Installation - The specifics of the installation will be highly dependent on the delivery mechanism chosen. However, some general considerations are as follows. Be sure to provide detailed installation instructions that show the how to install each component of you software. This includes how to add your GPG keys and remote endpoints, how to upgrade/downgrade, etc. Some customers will opt for the simplicity of a curl | sh script, however this will not satisfy all security minded customers so be sure to provide the detailed instructions also.

System requirements enforcement - To help prevent errors during installation, it can be super helpful to provide tools that can validate that the resources provided meet your hardware, network and environment requirements.

Licensing - Each instance should be installed from a unique license that includes metadata about the instance including license expiration, as well as any features enabled/disabled.

Settings console - A console for managing instance level settings such as hostname, SSL/TLS certs, SMTP information, external integrations and any other configuration option your customer will need to supply.

Database configuration - Many enterprise will actually prefer to bring their own instance of MySQL, Elastic Search, Redis etc. They often have on-staff DBAs who would prefer to leverage their own instances of those components. As a result, it is important to expose the configuration options to allow your application to leverage those external resources.

User management - For applications that are run behind-the-firewall, many enterprises will prefer to manage users with their existing directory service (ie LDAP or Active Directory). This is a bit different than the SSO feature that your public-cloud hosted customers will be looking to leverage. The reason being that traditional enterprise user directories are hosted in their private network and they generally prefer to connect applications deployed on that same network to integrate with it directly.

Update management - Most private instance are capable of making outbound internet requests to check for updates. For instances unable to check the public internet, monitoring a local file path for the presence of manually transferred update packages can be useful.

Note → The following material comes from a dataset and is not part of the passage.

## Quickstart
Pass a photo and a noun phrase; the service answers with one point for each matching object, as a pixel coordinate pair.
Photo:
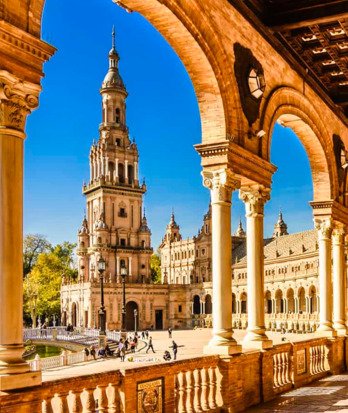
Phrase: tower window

Instance monitoring - The enterprise IT admin managing the application will have different reporting requirements than many smaller customers. Provide info for usage as well as common instance data like CPU & Memory usage.

Support enablement - It is optimal for customers to be able to leverage tools to self-diagnose potential issues or at least automate the generation of the files that you’ll need to support them.

Horizontal scalability - Most enterprise instances will be significantly smaller than your cloud-hosted instance. However, they still may need to scale some components to multiple machines (for high availability at a minimum).

Backups - Allow customers to schedule backups of important application data. This could be done with a series of scripts that customers run on a certain schedule. Ensure that you’ve tested the restore functionality as well, backups with malfunctioning restore capabilities aren’t going to get you very far.

This might appear to be a self-serving feature for us to focus on, we debated if we should even list it. However, since we thought it was important enough to build an entire company around, we decided it was important enough to list here. Plus, there is no one better suited to talk about it than us.